The background: Take Dr. Jim Tucker, a certified child psychiatrist who works with children who claim to have memories from past lives.

"The main effort is to document as carefully as possible what the child says and determine how well that matches with a deceased person," he told The Atlantic's Jake Flanagin. "And in the strongest cases, those similarities can be quite compelling."

For example, there's the case of James Leininger, who reported memories of dying in a plane crash during World War II. He correctly named an aircraft carrier in service in the region, as well as a pilot in another craft on the supposed patrol he died on in his previous life. It took Leininger's father five years to track down any information on the recalled memories, while the child himself reportedly began relating the memories at the tender age of two.

Of course, there's all kinds of ways this could have occurred that don't line up with paranormal powers.
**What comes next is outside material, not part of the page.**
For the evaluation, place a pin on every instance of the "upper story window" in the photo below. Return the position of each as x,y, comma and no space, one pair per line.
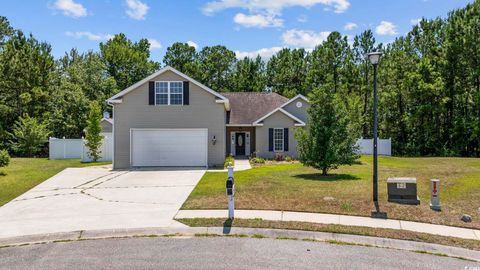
278,140
168,93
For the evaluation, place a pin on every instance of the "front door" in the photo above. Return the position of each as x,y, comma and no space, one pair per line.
240,144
Leininger could have absorbed the memory elsewhere, or his parents could have fed him information intentionally or otherwise. Dr. Tucker could be falling victim to confirmation bias. But before his retirement in 2002, the man who founded DOPS in 1967, Dr. Ian Stevenson, logged more than 2,500 cases and published them in scholarly databases from 1969 on.
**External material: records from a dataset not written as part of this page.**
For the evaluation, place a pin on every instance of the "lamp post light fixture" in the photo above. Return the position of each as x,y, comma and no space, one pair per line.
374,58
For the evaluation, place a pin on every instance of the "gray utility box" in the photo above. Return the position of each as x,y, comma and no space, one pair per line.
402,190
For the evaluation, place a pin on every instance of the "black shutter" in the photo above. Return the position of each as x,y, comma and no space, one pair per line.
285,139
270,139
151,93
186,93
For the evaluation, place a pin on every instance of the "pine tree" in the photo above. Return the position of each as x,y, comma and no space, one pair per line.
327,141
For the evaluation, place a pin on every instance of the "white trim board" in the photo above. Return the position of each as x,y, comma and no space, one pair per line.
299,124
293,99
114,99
Stevenson himself admitted that "the evidence [for resurrection] is not flawless and it certainly does not compel such a belief. Even the best of it is open to alternative interpretations, and one can only censure those who say there is no evidence whatever." As the Skeptic's Dictionary notes, the worst- and best-case scenarios for Stevenson's work are one and the same: that "evidence does not compel belief and that even the best of it is open to alternative interpretations." In essence, all Stevenson demonstrated (and all DOPS has illustrated since) is that it is false to say there is no evidence of reincarnation.

And his work is plagued by the same problem that afflicts other paranormal researchers. Namely, when Stevenson discovered a case as explainable, a hoax, or unreliable, he didn't count it against his hypothesis. Thus the work of paranormal researchers remains fundamentally questionable yet unchallengeable. Meanwhile, his list of possible explanations seems far-fetched: telepathy with the living or dead, retrocognition or precognition, spiritual possession, or regular reincarnation. Furthermore, other skeptics have said that his work has been colored by translation difficulties and cultural differences, such as when cases occurred in societies with more openness to the idea of reincarnation.

Where a rigorous skeptic might insist on higher standards, Dr. Stevenson told The New York Times "There are very few cases where one would favor an explanation of fraud or self-deception, though there are some."

In the meantime, however, the DOPS is continuing his work.